Cruz de Malta (rueda de Ginebra)

    La cruz de Malta o rueda de Ginebra es un dispositivo capaz de convertir un movimiento circular continuo en otro intermitente. La impresión externa es que se produce una transformación de un movimiento ininterrumpido en otro brusco, plagado de fases de marcha y detención.

    Se compone de una manivela, de una especie de disco dotado de un rodillo situado en un extremo y de una pieza de forma característica que recuerda la insignia de la Orden de Malta (de ahí su nombre), la cual presenta una serie de ranuras. Es muy frecuente la que posee seis de ellas, orientadas según los ejes de simetría de la pieza.

    Su funcionamiento depende de que, al girar la manivela, el rodillo encuentre o no una ranura. De esta manera, cuando la manivela ha efectuado un giro de 360º, la cruz de Malta sólo ha girado la parte comprendida entre dos muescas, permaneciendo inmóvil desde el engrane con una hendidura hasta que el rodillo encuentra la siguiente.

    La cruz de Malta fue un dispositivo transmisor del movimiento, por encaje entre el eje motriz y el receptor, que se ideó para mecanismos de relojería.
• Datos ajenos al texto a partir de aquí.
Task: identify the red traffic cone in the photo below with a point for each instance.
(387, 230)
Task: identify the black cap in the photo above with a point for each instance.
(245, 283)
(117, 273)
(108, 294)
Hoy día ya no se emplea para estos fines, ya que su actuación en un reloj operaba sobre el mecanismo de cuerda del mismo; en la actualidad, la mayoría de los relojes no se alimentan de la energía proporcionada por este elemento, sino más bien de la procedente de pilas especiales.

    Otra aplicación de gran interés de la cruz de Malta es en los proyectores cinematográficos para el paso de las películas, ya que el arrastre de las mismas debe hacerse de manera que un fotograma permanezca cierto tiempo y que, a continuación, se vea sustituido, bruscamente, por el siguiente.

    Una aplicación más de este dispositivo se halla en ciertas máquinas herramientas en las que se cambia un útil de forma automática. La secuencia de movimientos de la cruz de Malta marca los momentos en que se inserta una herramienta u otra.